Break-ins to Hollywood homes easily capture headlines and unfortunately get a ton of press. What’s disturbing is how often they can be easily prevented (locking a door helps, as does not keeping the house key underneath the door mat since that is the first place thieves will usually look). Sofia Coppola’s new film The Bling Ring, which she wrote and directed, is based on real-life burglaries of a number of Hollywood homes (belonging to celebrities such as Paris Hilton, Lindsay Lohan, Megan Fox, Audrina Patridge, Miranda Kerr, Rachel Bilson, and Orlando Bloom) by a group of fame-obsessed teenagers. It’s surprising that it was so easy for them to gain access, and as I kept watching I had to remind myself that every now and then life is stranger than fiction. Indeed, it’s surprising that celebrities who complain about the lack of privacy in their lives would leave their homes and possessions (most of which are ridiculously expensive) so vulnerable.
Coppola’s film, based on Nancy Jo Sales’ Vanity Fair article “The Suspects Wore Louboutins,” isn’t easily accessible for viewers since none of the main characters are really likeable. They steal with no regard to any possible negative consequences; they’re enjoying what they’re doing even though they know it’s wrong. What makes them more despicable is that they’re not even poor; they come from well-off families who don’t have to worry about money. Their lifestyle looks appealing, but it’s just a facade (just like their morals). The film shows how easy it is to get hooked in; their stealing is very much an addictive drug. The most outrageous scenes are easily the Paris Hilton home sequences. The different kinds of rooms are so ridiculous that you have to keep reminding yourself that this is Paris Hilton’s actual house (she gave Coppola permission to shoot there).
One sequence in particular that stood out for me was the Audrina Patridge home sequence. Late at night, Rebecca (Katie Chang) and Marc (Israel Broussard) find an open sliding door and enter Audrina’s house. The windows run from the floor to the ceiling, and everyone can see into every room that has a light on. Over the next few minutes we see Rebecca and Marc go from room to room, taking what they want. This occurs in one continuous shot as the camera is focused on the entire house. Coppola has her camera slowly move in on the house; almost subtle. It’s an eerie shot that puts the audience in the uncomfortable position of being a voyeur who’s watching from far away. I actually would’ve called the police had it not been for the fact that I was watching a movie instead of a live burglary.
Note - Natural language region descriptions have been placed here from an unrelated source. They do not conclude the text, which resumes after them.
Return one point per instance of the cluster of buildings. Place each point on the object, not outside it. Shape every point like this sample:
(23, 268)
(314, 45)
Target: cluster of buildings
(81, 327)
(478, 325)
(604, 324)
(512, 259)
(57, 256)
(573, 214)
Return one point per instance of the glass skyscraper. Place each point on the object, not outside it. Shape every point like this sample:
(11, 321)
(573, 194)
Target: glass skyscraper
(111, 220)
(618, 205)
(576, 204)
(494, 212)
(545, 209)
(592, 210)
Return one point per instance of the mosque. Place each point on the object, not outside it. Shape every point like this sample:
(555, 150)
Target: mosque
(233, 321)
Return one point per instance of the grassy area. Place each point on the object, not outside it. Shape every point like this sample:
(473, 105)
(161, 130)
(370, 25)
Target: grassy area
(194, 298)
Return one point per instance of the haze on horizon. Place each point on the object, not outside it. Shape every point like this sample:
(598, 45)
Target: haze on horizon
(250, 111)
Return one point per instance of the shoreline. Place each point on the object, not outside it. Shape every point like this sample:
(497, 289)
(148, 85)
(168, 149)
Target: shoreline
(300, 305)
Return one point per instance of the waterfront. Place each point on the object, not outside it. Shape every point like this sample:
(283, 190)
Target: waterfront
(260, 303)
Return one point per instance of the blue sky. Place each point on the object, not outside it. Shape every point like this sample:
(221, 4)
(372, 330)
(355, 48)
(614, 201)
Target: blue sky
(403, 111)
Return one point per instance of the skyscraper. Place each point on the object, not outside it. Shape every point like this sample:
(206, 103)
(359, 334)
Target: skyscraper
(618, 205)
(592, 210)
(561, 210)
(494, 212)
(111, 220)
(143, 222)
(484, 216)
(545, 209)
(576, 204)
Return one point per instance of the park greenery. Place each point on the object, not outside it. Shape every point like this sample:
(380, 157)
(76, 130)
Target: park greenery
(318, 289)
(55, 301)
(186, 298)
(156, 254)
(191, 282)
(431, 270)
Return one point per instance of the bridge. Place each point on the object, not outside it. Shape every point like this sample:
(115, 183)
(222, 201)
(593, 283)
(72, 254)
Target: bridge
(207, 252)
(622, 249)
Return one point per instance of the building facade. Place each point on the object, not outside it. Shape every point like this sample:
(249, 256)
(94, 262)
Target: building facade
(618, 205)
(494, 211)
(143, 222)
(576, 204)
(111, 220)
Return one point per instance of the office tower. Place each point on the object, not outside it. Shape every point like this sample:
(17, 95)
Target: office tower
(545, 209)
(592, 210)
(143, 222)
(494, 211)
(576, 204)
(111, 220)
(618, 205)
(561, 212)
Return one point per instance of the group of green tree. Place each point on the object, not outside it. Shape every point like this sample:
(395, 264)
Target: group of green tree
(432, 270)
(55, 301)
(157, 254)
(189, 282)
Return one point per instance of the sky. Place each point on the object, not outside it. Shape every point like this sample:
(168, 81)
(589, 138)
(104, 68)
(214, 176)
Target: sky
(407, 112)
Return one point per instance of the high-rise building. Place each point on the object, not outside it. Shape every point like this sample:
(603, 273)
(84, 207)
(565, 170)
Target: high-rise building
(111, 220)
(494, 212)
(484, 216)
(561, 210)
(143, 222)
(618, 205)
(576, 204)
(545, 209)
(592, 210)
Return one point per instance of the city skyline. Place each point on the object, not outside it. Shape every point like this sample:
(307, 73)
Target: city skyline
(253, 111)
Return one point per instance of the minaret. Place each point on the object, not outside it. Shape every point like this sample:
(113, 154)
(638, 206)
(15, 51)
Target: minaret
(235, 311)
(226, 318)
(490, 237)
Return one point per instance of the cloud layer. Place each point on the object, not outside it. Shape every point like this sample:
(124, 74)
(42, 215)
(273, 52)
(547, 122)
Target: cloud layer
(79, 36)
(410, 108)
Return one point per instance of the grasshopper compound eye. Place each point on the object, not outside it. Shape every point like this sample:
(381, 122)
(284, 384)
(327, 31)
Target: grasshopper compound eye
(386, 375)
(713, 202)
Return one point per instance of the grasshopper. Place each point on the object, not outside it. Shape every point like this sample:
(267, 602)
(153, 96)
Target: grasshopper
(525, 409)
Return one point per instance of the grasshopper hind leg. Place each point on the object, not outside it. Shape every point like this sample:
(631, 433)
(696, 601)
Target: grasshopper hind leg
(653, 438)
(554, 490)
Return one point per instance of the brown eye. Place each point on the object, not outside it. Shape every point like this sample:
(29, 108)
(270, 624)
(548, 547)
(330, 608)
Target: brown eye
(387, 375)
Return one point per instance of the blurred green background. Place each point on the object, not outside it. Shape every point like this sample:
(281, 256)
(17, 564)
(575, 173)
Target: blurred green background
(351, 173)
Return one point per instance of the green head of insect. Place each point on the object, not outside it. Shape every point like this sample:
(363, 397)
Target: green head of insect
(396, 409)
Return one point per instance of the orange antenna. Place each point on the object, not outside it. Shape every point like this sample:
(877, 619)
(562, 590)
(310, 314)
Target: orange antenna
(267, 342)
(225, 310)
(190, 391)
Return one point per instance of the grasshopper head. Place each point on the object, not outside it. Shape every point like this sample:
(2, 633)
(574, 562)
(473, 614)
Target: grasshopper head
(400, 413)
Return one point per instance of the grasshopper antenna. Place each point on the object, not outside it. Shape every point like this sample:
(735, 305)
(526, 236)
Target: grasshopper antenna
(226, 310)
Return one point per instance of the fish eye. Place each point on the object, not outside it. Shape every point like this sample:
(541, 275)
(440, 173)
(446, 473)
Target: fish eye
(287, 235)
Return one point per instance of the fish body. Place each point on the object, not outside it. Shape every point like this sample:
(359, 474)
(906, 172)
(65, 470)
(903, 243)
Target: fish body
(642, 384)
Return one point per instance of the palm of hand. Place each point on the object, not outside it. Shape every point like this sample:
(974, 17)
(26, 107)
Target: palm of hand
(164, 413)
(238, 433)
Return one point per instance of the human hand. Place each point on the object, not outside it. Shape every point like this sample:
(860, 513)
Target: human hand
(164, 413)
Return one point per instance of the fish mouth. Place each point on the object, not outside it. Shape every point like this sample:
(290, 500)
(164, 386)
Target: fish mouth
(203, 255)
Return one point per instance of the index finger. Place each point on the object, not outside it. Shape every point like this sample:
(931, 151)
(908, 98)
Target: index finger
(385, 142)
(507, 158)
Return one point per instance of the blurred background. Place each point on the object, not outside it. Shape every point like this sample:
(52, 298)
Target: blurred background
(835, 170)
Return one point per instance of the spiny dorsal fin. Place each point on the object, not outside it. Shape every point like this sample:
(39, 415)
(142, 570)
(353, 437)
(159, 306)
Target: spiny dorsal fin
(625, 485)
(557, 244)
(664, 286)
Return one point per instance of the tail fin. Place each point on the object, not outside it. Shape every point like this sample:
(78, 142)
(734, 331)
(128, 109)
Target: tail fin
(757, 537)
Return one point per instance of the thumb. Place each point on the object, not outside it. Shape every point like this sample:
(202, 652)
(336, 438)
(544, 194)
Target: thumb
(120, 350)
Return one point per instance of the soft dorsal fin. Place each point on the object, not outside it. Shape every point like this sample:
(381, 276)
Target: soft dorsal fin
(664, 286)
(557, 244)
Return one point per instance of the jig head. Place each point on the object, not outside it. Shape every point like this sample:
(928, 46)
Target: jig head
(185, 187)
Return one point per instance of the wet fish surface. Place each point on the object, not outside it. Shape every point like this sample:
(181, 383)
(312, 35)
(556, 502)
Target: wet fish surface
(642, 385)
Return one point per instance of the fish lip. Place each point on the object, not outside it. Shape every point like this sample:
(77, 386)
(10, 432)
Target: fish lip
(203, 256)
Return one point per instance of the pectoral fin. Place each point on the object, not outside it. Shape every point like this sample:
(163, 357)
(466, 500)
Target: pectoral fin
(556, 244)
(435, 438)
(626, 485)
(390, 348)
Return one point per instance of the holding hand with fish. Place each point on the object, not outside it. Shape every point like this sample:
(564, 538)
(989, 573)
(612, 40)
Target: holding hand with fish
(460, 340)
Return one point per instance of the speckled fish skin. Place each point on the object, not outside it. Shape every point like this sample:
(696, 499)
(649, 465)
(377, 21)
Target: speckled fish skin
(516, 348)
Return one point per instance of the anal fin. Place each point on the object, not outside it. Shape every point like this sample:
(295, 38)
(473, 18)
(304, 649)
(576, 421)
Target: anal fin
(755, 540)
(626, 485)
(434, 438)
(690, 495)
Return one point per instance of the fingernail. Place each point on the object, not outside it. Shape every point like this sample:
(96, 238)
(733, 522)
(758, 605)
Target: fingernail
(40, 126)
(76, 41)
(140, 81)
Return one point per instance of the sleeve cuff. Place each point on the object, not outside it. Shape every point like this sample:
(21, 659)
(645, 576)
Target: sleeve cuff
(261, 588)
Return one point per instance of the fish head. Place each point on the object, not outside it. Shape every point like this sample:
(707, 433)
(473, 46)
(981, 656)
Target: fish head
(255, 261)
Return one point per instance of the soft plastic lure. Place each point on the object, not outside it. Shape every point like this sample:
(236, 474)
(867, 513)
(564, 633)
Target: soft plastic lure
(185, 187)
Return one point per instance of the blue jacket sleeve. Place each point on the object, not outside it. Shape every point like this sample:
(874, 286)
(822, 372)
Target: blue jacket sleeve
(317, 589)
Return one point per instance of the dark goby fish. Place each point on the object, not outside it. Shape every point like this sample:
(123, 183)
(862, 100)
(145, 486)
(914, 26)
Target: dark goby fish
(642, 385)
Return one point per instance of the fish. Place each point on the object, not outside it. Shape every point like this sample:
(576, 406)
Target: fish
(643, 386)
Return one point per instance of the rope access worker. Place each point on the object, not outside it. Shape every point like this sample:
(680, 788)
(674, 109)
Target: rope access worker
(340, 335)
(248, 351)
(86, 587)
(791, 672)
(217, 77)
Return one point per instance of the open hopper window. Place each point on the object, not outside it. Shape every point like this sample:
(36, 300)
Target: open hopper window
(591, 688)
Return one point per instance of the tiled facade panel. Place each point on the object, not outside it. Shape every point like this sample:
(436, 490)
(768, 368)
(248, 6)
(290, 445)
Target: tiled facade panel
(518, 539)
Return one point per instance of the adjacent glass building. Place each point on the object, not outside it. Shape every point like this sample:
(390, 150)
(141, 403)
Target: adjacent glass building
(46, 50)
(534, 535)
Nearly as haunting as the Audrina Patridge home sequence is Emma Watson’s performance as Nicki. Although Watson doesn’t play the ringleader (that would be Chang’s Rebecca), her role is nevertheless a difficult one to pull off. The home-schooled Nicki uses her family background to create a false media image of herself after she’s arrested and maintains her innocence despite the fact that she’s just as guilty as the others (although Rebecca and Marc did commit a lot more burglaries together than the others, which resulted in longer sentences for them). It’s just incredible to watch Nicki try to turn her new notoriety into success, and interestingly enough, she reminded me a lot of Kathleen Turner’s (literally) killer mom from John Waters’ 1994 cult classic Serial Mom (a film also based on real events, and one that would make a fascinating double feature with The Bling Ring).
Sadly, this was the final film that director of photography Harris Savides worked on when he died from brain cancer last October. He had previously collaborated with Coppola on her 2010 film Somewhere, and Christopher Bleauvelt was brought in to replace Savides on The Bling Ring (both are listed in the credits, and the film is also dedicated to Savides). Savides had collaborated with such directors as David Fincher, Noah Baumbach, and Gus Van Sant in the past, and he will surely be missed.